Archive

Archive for September, 2009

Tim Toady

September 30th, 2009

There’s more than one way to do it may be the Perl motto but it is can be fairly said about just about anything in general and computer science in particular.

When dealing with typical multi-threaded software (written in C or C++, with lots of pointers) tools have to rely on dynamic analysis in order to extract useful information about data dependencies and the inherent hazards these pose to the correct behavior of the application.

There are broadly 2 ways (but with uncounted variations) to collect this dynamic information:

  • Instrumentation of the application as it runs, typically on hardware.
  • Recording the state changes in a Virtual Machine which is running the application.

But how do these 2 approaches stack up against each other?

Instrumentation benefits from speed and convenience, in many cases user will be tracing applications directly on their workstation hardware or a development board which they alway run their apps on. This gives a reassuring sense of knowing that the captured behavior is from the actual target hardware that will be used by customers.

The problem is that this is a false sense of security. Instrumentation will alway disrupt the behavior of the program it is tracing. Typically the scheduling, core allocation and completion ordering of threads will be disrupted so anyone hoping to see exactly what will happen on the real hardware is going to be disappointed. It is this sort of interference that makes it notoriously difficult to debug multi-threaded applications.

Turning to Virtual Machines, you get the possibility of completely hands off tracing and the opportunity to target many different system configurations without cluttering up your desk with expensive dev boards.

However things are not that straightforward. The virtual platform is going to be slower than the actual hardware in most cases, especially when tracing in great detail, and it is a lot harder to extract the higher level scheduling information from the OS making it difficult to establish which thread is running on which core at what time. Few Virtual platform vendors have this capability as yet but many are adding it as demand for this sort of tracing grows.

So which approach is best ? As always it depends on what you are looking for.

Data dependency analysis does not depend much on the order of thread execution.
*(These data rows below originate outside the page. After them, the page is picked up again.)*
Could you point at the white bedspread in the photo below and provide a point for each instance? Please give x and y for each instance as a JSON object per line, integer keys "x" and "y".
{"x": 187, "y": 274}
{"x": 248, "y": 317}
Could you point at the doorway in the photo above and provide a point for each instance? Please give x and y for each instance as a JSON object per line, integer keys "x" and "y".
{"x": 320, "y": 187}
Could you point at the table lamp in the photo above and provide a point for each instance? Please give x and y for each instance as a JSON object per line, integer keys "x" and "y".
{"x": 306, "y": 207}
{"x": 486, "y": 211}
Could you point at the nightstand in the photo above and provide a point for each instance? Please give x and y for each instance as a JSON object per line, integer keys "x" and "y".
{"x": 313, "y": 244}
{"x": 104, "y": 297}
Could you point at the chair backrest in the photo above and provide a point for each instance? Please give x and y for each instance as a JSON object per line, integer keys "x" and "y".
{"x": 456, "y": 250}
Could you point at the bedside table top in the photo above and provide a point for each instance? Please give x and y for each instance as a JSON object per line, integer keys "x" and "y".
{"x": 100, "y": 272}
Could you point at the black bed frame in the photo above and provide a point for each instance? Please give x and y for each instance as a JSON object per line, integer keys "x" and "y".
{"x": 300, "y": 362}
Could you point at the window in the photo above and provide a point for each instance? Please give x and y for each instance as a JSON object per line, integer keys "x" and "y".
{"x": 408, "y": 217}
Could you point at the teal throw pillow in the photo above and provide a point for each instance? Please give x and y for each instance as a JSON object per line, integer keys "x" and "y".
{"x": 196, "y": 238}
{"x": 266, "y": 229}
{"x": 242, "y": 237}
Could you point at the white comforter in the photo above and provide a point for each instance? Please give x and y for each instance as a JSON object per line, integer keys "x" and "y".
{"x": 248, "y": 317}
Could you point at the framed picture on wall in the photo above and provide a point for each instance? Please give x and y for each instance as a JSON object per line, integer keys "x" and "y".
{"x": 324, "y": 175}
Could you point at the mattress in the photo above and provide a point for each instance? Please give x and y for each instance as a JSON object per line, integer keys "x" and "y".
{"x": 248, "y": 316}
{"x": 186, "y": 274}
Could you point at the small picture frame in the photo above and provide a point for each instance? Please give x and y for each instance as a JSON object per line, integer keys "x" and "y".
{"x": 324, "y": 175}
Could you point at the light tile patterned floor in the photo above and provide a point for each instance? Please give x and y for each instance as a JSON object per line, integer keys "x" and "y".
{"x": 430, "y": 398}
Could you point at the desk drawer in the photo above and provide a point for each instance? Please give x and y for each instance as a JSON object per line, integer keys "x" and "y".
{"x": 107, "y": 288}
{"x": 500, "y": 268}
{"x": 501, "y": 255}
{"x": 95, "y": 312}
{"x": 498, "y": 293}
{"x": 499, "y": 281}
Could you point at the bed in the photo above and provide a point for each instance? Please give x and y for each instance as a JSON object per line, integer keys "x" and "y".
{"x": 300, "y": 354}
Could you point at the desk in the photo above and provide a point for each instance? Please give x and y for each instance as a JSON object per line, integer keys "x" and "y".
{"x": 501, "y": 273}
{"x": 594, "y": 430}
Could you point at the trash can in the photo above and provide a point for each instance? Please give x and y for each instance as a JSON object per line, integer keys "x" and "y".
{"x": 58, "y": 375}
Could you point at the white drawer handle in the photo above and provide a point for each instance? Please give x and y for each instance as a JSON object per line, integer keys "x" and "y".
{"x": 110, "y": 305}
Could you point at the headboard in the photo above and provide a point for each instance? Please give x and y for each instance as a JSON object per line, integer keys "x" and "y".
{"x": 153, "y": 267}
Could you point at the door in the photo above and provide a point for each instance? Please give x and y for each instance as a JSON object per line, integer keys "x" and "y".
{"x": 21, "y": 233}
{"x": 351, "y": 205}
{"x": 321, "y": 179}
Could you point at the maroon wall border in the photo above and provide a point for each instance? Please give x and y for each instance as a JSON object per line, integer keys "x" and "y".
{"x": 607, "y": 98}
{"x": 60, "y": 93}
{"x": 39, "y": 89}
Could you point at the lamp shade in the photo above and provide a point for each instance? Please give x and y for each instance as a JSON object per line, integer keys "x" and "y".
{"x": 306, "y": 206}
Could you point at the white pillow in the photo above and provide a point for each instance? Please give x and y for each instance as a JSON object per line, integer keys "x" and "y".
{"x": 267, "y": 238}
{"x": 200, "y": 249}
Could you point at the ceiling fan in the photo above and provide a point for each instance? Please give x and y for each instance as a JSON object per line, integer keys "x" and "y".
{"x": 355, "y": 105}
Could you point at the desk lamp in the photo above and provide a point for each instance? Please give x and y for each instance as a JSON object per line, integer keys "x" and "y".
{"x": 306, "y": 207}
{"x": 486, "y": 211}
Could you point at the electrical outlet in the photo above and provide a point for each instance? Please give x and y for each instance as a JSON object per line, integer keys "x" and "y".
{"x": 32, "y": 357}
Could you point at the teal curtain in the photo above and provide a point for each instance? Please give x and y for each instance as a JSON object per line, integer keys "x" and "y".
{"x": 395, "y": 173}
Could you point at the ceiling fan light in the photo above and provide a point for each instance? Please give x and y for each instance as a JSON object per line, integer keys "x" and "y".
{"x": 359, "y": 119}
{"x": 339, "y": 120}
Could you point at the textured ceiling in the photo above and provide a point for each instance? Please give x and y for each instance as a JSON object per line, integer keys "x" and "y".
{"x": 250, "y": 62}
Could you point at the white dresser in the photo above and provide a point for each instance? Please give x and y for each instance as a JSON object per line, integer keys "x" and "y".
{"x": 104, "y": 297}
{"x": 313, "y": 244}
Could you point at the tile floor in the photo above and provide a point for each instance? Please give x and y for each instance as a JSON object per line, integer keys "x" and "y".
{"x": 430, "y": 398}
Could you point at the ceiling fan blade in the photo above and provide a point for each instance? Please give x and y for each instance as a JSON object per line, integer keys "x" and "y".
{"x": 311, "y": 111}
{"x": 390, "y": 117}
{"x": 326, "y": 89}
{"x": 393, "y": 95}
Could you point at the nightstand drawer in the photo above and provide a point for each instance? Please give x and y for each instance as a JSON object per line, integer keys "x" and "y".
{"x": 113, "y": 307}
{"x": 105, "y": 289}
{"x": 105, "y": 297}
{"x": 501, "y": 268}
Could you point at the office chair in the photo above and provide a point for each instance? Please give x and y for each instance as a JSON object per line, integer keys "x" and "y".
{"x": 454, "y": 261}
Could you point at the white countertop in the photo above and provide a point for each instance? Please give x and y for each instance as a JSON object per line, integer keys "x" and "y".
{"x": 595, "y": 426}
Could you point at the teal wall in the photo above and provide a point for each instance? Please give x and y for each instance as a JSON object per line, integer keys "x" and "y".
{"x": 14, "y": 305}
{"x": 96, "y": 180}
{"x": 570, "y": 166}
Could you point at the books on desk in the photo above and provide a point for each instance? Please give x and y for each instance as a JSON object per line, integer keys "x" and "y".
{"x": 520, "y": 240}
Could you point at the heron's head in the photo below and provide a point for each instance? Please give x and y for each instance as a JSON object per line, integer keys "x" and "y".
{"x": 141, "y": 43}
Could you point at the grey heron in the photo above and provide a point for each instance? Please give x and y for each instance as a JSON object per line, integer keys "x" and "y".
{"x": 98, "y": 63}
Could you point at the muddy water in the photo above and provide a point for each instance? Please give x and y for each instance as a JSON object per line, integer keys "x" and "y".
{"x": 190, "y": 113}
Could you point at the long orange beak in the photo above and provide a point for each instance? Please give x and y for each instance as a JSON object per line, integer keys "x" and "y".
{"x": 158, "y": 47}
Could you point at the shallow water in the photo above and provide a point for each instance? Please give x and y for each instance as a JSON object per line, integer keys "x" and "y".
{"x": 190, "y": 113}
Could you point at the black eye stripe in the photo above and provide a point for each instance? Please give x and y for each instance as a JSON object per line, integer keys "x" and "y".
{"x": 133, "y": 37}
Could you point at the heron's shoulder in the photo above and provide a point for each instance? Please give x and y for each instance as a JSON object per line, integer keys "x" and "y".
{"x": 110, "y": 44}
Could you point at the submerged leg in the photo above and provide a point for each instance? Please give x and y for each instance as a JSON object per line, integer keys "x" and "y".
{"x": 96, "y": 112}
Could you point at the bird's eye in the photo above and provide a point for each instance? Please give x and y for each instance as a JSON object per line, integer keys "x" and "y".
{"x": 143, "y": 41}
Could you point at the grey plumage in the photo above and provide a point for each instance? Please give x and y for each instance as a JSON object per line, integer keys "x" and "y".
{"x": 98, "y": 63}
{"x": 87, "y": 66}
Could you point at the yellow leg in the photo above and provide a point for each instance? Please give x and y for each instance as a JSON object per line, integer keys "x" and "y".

If 2 threads ever access the same memory without synchronization then that is probably bad, so instrumentation is still very useful.

Since many programs will be running under an OS with any number of other active programs it is unlikely that you can ever expect to see a typical schedule anyway so if your application expects a certain schedule for correct execution without enforcing it then you deserve all the bugs you get.

Virtual Machines come into there own mostly in the deeply embedded space where many-core systems are often carved up into several virtualized multicore domains where the OS only runs a single application (telecoms is a typical example of this) and it pays to analyze the detailed runtime behavior to squeeze out every gram of performance.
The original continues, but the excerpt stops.